Most minimum-wage laws in the United States make special provisions for tipped workers, because the bulk of their income is paid to them by patrons, not employers. In D.C. the current minimum for tipped workers is just $3.33 an hour, which one suspects is almost irrelevant to the take-home pay of the workers who staff the city’s many fine-dining establishments. But a group says this is unfair to the folks who work in places such as IHOP and has managed to get an initiative on the ballot to raise it to match the general wage level.
Is this a good idea? What will happen if they succeed? Before we answer that question, let’s dive into what we know — and what we don’t — about the minimum wage.
- Minimum wages undoubtedly cause unemployment at some level. But we don’t necessarily know what level. If the minimum wage was raised by a penny, what would be the effect on unemployment? Probably nothing. Oh, maybe some employer, somewhere, would have to cut back a few hours or lay off a single worker. But we’d never know, because it would be impossible to disentangle that result from all the other stuff happening in the economy. On the other hand, we can probably all agree that if the minimum wage were raised by $1,000 an hour, it would cause near-total unemployment. Most workers don’t generate that much revenue for their employers, so their bosses would have to let them go.In between those two extremes, we know less. How high is the minimum wage that will cause substantial unemployment, erasing the benefits to workers from higher wages? No one really knows. A study last year suggested that Seattle’s minimum wage has reached that level, but it’s contested. Moreover, even if we knew the results were correct, that wouldn’t necessarily tell us a huge amount about how it would affect the District. The effects of minimum wages are likely to be highly dependent on the local economy — a boomtown has more room to raise them than a place with declining industries.

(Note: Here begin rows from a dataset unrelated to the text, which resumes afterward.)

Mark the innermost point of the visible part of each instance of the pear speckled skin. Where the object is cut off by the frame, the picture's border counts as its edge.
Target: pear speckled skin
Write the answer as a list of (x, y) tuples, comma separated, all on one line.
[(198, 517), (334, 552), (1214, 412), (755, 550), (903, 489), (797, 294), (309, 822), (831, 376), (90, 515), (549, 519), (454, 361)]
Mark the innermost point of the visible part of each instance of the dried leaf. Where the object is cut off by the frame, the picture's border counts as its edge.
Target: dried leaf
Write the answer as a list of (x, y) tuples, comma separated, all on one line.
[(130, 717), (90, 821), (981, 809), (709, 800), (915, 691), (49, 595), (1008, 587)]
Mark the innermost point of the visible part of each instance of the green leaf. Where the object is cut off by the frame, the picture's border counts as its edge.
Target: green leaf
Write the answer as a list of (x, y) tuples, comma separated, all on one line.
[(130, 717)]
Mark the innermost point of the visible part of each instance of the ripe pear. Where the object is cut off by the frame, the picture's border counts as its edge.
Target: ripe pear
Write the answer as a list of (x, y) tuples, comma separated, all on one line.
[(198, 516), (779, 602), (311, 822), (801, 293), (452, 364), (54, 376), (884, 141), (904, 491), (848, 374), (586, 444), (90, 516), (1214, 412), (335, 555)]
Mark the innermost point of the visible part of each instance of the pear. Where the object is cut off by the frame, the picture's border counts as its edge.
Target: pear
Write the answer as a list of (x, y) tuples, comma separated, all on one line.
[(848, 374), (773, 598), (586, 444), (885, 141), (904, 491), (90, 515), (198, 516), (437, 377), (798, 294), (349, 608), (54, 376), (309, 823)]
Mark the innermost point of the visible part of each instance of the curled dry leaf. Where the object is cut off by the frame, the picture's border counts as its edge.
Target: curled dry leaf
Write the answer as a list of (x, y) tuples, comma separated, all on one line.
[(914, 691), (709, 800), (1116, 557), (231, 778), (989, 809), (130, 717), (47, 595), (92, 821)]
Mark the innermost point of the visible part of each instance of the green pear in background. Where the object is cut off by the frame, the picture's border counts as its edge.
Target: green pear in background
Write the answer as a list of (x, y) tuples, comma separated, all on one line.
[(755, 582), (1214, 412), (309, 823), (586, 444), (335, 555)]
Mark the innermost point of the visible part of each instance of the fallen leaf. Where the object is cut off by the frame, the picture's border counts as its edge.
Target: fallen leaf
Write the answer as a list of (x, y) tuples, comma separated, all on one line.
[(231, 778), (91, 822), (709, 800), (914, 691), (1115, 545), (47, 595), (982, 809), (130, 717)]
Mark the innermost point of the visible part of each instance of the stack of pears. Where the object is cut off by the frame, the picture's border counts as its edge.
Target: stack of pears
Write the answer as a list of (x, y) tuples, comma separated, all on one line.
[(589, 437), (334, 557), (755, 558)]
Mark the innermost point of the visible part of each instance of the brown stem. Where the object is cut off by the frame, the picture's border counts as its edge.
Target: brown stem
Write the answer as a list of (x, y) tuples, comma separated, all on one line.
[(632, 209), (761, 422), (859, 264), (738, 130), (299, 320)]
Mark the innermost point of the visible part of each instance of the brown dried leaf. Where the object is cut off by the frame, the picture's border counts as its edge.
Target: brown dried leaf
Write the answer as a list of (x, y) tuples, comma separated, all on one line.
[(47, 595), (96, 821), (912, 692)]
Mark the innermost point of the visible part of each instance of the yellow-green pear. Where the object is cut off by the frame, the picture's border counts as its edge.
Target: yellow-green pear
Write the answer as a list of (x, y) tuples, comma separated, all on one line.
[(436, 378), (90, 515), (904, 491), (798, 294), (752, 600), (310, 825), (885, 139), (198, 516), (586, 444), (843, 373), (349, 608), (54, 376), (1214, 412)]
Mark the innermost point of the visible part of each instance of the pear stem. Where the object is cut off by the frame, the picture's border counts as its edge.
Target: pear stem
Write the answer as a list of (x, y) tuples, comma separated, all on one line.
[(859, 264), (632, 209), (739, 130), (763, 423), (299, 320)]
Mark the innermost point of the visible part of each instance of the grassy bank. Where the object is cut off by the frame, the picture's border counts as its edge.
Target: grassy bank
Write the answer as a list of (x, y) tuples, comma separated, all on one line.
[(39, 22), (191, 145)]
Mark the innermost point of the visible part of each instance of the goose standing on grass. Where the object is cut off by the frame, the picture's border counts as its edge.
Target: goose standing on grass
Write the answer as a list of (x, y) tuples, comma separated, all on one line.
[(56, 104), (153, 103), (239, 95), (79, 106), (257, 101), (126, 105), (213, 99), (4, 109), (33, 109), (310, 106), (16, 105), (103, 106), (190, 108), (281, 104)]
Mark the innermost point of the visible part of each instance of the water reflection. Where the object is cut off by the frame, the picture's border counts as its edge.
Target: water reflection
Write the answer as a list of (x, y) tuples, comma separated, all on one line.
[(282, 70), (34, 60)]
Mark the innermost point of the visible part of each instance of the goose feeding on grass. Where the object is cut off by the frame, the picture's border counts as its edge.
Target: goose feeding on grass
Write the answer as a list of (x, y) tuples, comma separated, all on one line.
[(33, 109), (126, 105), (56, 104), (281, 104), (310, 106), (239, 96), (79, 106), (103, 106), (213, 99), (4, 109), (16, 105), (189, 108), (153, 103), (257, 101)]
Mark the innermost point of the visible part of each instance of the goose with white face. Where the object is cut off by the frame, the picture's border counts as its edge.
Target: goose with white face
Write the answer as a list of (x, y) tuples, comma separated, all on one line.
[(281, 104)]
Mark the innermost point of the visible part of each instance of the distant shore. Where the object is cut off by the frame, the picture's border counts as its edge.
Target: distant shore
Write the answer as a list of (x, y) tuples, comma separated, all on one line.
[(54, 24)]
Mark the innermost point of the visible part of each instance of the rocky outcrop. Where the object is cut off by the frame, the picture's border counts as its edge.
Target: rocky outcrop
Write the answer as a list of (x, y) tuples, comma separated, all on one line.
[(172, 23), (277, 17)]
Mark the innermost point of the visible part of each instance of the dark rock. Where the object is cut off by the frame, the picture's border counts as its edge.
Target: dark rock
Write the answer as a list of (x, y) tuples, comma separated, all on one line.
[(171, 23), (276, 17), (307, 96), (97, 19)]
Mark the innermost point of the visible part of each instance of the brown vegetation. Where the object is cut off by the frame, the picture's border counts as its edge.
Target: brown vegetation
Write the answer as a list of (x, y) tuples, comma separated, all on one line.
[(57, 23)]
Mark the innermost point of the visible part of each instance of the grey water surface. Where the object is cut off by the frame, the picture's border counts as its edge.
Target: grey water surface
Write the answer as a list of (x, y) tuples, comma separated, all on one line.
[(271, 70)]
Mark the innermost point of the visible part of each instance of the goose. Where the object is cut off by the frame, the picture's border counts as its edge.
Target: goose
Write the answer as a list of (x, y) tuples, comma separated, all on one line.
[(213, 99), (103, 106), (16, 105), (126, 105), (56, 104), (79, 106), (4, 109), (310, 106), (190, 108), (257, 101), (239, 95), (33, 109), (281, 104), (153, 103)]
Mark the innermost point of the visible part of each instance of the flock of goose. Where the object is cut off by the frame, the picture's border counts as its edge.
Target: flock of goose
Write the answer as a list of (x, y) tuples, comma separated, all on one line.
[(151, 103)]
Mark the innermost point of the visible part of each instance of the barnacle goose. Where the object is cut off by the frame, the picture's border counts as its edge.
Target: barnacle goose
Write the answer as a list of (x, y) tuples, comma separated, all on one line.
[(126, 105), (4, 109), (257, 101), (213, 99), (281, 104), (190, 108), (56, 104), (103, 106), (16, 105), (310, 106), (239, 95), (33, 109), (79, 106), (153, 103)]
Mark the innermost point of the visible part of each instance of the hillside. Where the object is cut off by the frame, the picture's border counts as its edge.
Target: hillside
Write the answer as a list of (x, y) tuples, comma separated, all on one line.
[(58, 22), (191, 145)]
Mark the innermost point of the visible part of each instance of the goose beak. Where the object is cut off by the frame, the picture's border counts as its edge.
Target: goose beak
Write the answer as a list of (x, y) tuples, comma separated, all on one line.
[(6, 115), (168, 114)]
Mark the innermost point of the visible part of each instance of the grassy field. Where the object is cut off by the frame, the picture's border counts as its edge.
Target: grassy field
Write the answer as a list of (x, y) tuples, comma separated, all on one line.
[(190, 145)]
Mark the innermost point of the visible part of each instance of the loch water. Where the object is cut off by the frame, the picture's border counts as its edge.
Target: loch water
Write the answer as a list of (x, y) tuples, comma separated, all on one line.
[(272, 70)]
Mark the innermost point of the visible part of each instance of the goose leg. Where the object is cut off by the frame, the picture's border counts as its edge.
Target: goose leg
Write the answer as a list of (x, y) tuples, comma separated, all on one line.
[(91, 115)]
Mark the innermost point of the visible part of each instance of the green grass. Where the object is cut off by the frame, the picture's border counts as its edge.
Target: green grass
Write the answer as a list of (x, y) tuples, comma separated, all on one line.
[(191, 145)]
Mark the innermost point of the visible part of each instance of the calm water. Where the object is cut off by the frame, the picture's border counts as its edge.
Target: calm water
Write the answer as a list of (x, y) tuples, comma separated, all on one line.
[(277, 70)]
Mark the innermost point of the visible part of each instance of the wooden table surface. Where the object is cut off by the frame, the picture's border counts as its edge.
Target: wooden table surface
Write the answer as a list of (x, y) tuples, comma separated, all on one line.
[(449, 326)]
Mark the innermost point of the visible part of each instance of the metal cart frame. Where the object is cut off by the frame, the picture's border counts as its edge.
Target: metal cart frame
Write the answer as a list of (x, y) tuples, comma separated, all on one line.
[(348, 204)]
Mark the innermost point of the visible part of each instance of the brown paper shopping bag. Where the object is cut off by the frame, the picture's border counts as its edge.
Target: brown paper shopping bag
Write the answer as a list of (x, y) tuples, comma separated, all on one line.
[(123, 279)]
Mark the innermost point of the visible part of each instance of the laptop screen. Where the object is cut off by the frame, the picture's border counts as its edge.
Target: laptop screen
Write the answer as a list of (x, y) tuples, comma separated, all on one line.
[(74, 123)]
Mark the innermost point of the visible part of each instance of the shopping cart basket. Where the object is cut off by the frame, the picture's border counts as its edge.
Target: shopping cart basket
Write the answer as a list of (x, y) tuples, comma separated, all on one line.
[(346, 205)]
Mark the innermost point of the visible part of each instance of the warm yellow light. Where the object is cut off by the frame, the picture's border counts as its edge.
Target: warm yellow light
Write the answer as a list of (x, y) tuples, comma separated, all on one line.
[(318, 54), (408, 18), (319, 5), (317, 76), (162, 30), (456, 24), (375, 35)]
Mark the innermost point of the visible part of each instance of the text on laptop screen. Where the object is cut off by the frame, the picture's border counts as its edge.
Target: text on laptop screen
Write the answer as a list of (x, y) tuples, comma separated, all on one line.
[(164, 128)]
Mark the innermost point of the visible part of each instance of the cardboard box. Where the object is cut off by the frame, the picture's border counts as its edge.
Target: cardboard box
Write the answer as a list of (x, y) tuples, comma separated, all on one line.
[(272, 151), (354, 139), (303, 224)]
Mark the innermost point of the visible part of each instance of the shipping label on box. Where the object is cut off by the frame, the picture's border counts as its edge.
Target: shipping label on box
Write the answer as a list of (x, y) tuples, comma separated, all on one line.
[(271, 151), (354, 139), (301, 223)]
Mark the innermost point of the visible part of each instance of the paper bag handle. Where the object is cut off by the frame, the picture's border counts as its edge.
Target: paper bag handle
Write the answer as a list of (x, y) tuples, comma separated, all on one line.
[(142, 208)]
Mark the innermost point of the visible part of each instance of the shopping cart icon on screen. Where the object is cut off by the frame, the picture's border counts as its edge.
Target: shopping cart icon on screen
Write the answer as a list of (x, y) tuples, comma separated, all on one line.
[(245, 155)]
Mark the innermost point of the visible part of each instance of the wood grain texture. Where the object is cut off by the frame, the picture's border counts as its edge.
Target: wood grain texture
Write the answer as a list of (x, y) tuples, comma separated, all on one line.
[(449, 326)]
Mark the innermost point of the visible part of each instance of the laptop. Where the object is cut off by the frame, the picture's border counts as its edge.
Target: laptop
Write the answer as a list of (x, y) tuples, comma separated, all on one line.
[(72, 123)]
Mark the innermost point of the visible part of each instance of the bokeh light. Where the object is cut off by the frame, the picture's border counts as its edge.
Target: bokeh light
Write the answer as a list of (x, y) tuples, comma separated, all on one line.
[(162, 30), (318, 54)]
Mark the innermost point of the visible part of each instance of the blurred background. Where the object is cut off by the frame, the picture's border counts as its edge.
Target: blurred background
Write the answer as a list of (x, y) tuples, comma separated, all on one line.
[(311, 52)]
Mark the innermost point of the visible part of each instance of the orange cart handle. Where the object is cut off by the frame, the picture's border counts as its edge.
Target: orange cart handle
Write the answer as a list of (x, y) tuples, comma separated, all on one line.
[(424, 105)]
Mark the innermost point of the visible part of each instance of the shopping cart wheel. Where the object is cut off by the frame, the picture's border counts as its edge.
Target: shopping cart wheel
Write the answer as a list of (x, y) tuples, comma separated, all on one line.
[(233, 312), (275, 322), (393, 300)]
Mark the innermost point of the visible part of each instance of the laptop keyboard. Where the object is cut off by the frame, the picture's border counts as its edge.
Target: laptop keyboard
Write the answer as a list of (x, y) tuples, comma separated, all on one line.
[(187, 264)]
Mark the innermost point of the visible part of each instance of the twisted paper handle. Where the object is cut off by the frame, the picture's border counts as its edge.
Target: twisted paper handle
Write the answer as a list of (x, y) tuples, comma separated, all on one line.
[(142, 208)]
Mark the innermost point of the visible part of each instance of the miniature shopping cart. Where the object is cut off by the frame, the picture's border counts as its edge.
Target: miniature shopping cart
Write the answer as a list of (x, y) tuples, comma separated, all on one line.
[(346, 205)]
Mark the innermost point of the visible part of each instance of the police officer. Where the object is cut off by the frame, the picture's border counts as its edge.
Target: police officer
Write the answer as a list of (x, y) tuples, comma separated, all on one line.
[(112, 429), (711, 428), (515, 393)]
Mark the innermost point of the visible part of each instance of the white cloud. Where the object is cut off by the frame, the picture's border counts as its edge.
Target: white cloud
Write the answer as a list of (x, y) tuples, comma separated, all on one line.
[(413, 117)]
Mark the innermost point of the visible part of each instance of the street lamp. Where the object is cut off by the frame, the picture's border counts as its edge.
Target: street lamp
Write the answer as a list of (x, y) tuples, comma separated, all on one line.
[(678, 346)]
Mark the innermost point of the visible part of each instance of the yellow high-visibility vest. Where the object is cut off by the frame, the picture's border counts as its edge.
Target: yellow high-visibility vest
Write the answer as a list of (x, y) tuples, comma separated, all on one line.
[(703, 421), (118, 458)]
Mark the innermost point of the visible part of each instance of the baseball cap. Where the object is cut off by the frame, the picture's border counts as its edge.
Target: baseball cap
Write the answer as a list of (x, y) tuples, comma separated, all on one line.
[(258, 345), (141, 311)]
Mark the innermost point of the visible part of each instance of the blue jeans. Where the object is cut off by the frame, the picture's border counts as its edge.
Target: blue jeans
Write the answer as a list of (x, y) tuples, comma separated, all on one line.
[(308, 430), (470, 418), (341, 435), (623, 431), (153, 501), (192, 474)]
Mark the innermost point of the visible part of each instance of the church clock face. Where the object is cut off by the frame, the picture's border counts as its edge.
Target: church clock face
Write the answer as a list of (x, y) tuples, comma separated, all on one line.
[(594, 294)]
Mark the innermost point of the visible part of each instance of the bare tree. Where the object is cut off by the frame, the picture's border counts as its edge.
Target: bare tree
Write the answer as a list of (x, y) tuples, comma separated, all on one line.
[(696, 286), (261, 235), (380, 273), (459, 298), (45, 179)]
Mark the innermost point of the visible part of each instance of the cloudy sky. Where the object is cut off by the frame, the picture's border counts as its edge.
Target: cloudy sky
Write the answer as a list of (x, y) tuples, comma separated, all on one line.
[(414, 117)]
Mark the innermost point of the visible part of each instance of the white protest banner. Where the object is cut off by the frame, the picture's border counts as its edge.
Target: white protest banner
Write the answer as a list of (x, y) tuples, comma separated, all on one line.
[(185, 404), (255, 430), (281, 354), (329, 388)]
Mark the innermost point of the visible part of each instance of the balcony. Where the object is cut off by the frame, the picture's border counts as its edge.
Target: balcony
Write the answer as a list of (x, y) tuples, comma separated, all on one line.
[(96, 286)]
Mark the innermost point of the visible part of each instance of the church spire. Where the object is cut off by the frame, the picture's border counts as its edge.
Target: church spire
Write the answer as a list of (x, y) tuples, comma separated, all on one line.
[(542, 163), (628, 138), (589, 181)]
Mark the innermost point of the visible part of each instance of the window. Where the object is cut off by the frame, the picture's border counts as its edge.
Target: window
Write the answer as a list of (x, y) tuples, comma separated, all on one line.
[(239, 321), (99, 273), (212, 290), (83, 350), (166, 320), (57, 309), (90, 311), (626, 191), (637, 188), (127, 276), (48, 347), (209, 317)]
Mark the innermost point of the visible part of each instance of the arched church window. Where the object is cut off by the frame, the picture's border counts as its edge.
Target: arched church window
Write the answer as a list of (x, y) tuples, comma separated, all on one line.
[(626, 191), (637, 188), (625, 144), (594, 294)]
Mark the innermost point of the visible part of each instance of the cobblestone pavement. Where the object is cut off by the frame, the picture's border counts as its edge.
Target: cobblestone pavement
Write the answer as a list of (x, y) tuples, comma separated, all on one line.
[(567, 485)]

- All studies of minimum wages have serious limitations. Until recently, most minimum-wage increases have been reasonably small. As we noted above, both the initial level of the wage and the size of the increase probably matter a lot, so studying a relatively small historical increase doesn’t tell you very much about what will happen if you increase the minimum by 50 percent, (as has happened recently in several places), or, in the case of District restaurant workers, by nearly 500 percent.Minimum-wage studies are also typically of fairly short duration. There’s a reason for that — over longer periods, it’s hard to disentangle the effects of a minimum-wage hike from other economic trends. Whereas if you study the period immediately following a hike, you can reasonably infer some causation.But employer reactions to the minimum wage don’t necessarily neatly follow a wage hike. Employers, believe it or not, really hate to fire workers, or even cut back their hours, which saps morale and may impact service. Over the longer term, however, they may not replace workers who leave, or cut back operating hours, or invest in labor-saving innovations — such as fill-your-own-drink dispensers or touch-screen ordering — that allow them to employ fewer workers. Or they may look at the economics of a low-wage business and decide to invest in something with better profit margins, so fewer businesses open and fewer jobs are created. Most of the studies we have can’t pick up those effects, because they take years to materialize.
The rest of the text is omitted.